Lawmakers named to negotiate criminal justice bill

State House News Service
Published: 11/30/2017 10:31:37 PM

The task of reconciling two major criminal justice bills is ready to get underway after lawmakers on Thursday appointed a conference committee led by Rep. Claire Cronin and Sen. William Brownsberger, the co-chairs of the Judiciary Committee.

The conference committee is charged with forging a compromise that, if adopted, would represent one of the biggest overhauls of criminal justice laws in modern history. House Majority Leader Ron Mariano of Quincy and Senate Assistant Majority Leader Cynthia Creem of Newton will join Cronin and Brownsberger in the Democratic majority on the panel. Rep. Sheila Harrington of Groton and Senate Minority Leader Bruce Tarr of Gloucester are the Republican appointees.

It will be Cronin’s first conference committee, according to an aide. Mariano, a veteran lawmaker, also co-chaired this year’s marijuana legalization bill conference committee, where he worked in tandem with Rep. Mark Cusack of Braintree, who joined the House in 2011.

A top agenda item for civil liberties activists for years, changes to criminal sentencing and prison practices hit the docket of the House and Senate this fall. Along with proposals for reducing health care costs, the criminal justice bill is one of the top undertakings of a legislative session that kicked off in January with hefty pay raises for committee chairs and party leaders.

Gov. Charlie Baker could be presented with a major reform bill as he ramps up his campaign for re-election. The omnibus bills are not based on any similar bill filed by the governor, who joined legislative leaders earlier this session in backing a narrow bill allowing certain people serving mandatory minimum sentences for drug crimes to earn good time towards an early release from incarceration. The House passed that bill, which is pending in the Senate.

The Senate on Oct. 27 voted 27-10 on its omnibus bill raising the age of juvenile court jurisdiction to encompass 18-year-olds, repealing mandatory minimum sentences for cocaine-trafficking and other crimes, while also specifically making narcotics dealers subject to second-degree murder charges if their products kill a user.

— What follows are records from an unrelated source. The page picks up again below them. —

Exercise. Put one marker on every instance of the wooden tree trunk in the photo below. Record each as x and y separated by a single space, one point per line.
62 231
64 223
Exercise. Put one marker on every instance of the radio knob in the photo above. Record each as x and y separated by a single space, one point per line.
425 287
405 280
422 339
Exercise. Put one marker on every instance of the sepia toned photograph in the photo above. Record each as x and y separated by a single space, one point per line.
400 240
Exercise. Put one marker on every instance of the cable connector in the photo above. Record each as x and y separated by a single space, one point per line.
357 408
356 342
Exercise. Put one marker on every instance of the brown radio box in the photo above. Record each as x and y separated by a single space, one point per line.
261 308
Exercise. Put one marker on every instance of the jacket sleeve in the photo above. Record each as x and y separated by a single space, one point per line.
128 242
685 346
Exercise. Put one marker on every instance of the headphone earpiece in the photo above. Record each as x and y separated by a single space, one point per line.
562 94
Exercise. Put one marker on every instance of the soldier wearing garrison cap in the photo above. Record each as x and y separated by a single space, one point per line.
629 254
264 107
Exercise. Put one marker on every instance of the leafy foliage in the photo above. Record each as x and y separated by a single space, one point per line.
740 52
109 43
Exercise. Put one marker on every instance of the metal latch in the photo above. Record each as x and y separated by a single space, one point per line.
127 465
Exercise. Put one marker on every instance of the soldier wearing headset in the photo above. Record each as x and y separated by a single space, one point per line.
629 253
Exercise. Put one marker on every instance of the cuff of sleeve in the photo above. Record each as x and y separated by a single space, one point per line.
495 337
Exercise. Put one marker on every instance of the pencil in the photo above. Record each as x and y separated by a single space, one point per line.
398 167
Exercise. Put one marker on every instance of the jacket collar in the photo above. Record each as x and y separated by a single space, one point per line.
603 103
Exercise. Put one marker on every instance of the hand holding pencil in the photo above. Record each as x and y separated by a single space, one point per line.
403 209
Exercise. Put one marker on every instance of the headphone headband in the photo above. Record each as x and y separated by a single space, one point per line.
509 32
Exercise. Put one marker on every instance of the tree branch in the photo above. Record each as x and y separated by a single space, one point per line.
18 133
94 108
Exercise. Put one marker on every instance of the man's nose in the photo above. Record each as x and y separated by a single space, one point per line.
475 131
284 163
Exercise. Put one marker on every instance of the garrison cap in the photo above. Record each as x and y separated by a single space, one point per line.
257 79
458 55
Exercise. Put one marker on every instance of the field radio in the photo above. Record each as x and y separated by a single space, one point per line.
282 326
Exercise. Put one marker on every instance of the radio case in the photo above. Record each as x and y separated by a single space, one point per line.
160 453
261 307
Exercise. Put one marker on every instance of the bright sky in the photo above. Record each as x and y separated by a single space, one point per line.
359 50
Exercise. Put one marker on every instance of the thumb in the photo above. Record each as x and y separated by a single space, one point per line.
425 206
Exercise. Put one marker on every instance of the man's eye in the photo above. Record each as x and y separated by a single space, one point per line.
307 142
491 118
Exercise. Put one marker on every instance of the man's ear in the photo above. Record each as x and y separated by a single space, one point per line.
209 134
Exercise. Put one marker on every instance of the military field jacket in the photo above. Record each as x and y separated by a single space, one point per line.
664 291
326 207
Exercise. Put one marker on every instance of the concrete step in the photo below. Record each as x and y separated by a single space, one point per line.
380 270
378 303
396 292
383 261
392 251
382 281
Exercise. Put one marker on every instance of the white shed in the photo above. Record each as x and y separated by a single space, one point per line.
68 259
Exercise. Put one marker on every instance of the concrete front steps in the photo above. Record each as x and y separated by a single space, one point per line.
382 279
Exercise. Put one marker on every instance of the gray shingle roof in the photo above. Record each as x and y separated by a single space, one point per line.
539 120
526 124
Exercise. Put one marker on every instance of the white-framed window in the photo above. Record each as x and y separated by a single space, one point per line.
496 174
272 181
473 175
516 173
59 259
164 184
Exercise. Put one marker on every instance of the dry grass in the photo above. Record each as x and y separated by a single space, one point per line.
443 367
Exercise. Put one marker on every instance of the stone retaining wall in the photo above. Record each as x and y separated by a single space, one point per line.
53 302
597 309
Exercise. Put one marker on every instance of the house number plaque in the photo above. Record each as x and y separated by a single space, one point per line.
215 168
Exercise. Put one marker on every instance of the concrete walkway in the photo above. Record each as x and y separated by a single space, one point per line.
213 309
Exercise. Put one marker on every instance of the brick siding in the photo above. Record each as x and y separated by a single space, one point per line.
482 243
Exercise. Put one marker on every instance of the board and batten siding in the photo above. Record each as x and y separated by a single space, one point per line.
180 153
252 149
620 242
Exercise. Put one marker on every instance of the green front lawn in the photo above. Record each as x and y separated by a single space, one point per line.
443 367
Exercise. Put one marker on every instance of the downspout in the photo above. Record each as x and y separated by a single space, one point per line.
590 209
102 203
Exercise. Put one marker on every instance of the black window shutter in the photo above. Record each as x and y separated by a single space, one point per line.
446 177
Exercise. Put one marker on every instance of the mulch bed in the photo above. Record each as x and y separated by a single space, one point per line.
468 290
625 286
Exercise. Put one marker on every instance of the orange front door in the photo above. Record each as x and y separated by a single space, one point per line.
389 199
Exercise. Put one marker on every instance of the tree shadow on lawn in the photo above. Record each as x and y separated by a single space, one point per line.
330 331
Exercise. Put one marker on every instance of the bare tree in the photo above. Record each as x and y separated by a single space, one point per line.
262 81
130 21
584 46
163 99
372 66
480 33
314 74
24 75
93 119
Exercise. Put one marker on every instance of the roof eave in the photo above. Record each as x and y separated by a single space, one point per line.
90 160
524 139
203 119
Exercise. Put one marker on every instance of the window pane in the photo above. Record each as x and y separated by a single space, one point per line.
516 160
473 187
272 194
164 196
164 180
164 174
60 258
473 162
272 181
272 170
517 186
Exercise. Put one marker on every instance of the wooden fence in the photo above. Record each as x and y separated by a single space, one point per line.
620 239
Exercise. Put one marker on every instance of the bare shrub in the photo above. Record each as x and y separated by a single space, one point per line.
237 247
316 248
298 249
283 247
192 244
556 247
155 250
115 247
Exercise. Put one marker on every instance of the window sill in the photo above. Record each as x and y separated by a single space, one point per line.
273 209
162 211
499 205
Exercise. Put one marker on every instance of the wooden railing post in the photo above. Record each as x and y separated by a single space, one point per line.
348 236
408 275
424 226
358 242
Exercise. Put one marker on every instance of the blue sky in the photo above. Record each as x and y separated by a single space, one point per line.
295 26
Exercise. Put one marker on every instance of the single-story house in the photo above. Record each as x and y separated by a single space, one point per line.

On Nov. 14 the House voted 144-9 to pass legislation creating new opportunities for expungement of criminal records, repealing some mandatory minimum sentences for drug dealing while leaving existing penalties in place for cocaine trafficking, and enhancing penalties for repeat drunk drivers.

Both bills generally seek to grant judges greater leeway in sentencing street-level drug dealers while taking a stricter approach towards certain offenses – such as dealing large quantities of fentanyl.

“These bills are all about balance,” House Ways and Means Chairman Jeffrey Sanchez said when the House began debating its bill. “How do we make sure that we ensure the public safety of the commonwealth and also help those in the criminal justice system who want to turn their life around? We do this through a number of practical and extremely progressive policies.”

The Senate bill generally goes farther than the House in reining in practices that advocates say have led to widespread incarceration, disproportionately locking up black and Latino individuals.

“We need to fight like hell for this bill,” Sen. Sonia Chang-Diaz, a Jamaica Plain senator, said at a State House rally for the Senate bill in October, which was held before the bill’s passage. “To protect it, to advance it, and we should not accept anything less.”

Tarr, who prefers the House version, forecast an intense process that is more likely than not to result in a compromise bill to send to Gov. Charlie Baker’s desk.